The second one — regarding mentors in the Star Wars universe — needed to be a bit more strict in format. We had about a dozen people in the audience, there were were four on the panel, and of course there would be A Lot of Opinions being shared.
One thing A and I did for this second one was to prepare ahead of time — she created a spreadsheet of possible character relationships to talk about. The panelists were excited by this and used it as a quick reference guide on what they wanted to talk about. Another thing was that I emailed all the panelists ahead of time — especially as a moderator — to ask if there were any issues or points they wanted to make, or if they had any personal requests. [One of the guys wanted to bring in some of his collection of lightsabers, which he very creatively tied in with the theme of the panel.]
Another thing I kept in mind is that I had to, well… Be the Adult In the Room, for lack of a better term. Not that everyone acted like petulant kids, mind you… this was about being the one to keep everything reined in. The moderator has to lay down the rules, make sure that the panel doesn’t drift off topic, and also has to be the official timekeeper. I was willing to let the audience comment now and again — especially since it was relatively small — but I also had to jump in and be the one to say “okay, moving on…”
[I should also mention here that, this is precisely where the moderator should also pay attention to who’s talking and who’s merely interrupting. There were one or two moments where I noticed someone was about to talk over someone who was making a point, so I had to make sure that didn’t happen. And yes, this does in fact include Those Guys who will interrupt women who are speaking.]
That doesn’t mean you have to be the teacher watching the kids at recess. Have fun and be a part of the chatter! But you definitely need to remember that you’re also the one in charge — you own this group and this subject for an hour and a half, so you most definitely have the right to steer the conversation where it needs to go.
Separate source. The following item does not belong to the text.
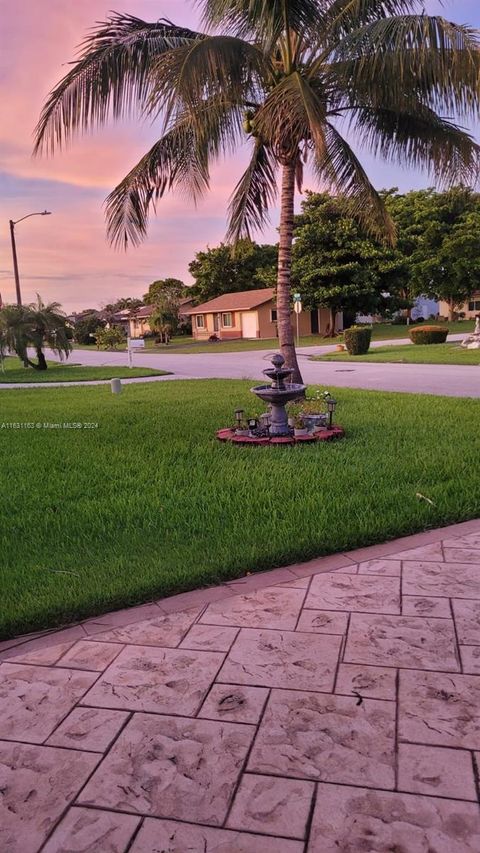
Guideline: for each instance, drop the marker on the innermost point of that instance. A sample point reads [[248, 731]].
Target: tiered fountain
[[273, 426]]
Note: ALWAYS start the wrap-up about fifteen minutes before the ending. This is for last minute questioning, not to mention gathering your things for a smooth exit to your next scheduled event. Many find that the clock feature on their cell phones is a perfect time keeper.
And in the end, if the audience enjoyed it, they will may want to come up and have a question or a comment they’d like to share. If you’re not in a mad hurry to get to your next panel, by all means, chat away! [And if you can, leave your books and freebies out on the table in front of you for a few moments longer, because they might want to take a peek!] Just remember to leave enough time so your panelists and audience can leave, and the next panelists and their audience can come in.
I still have to get used to moderating, and I’m sure I made a few mistakes, but all in all, I definitely had fun with it, and would totally do it again.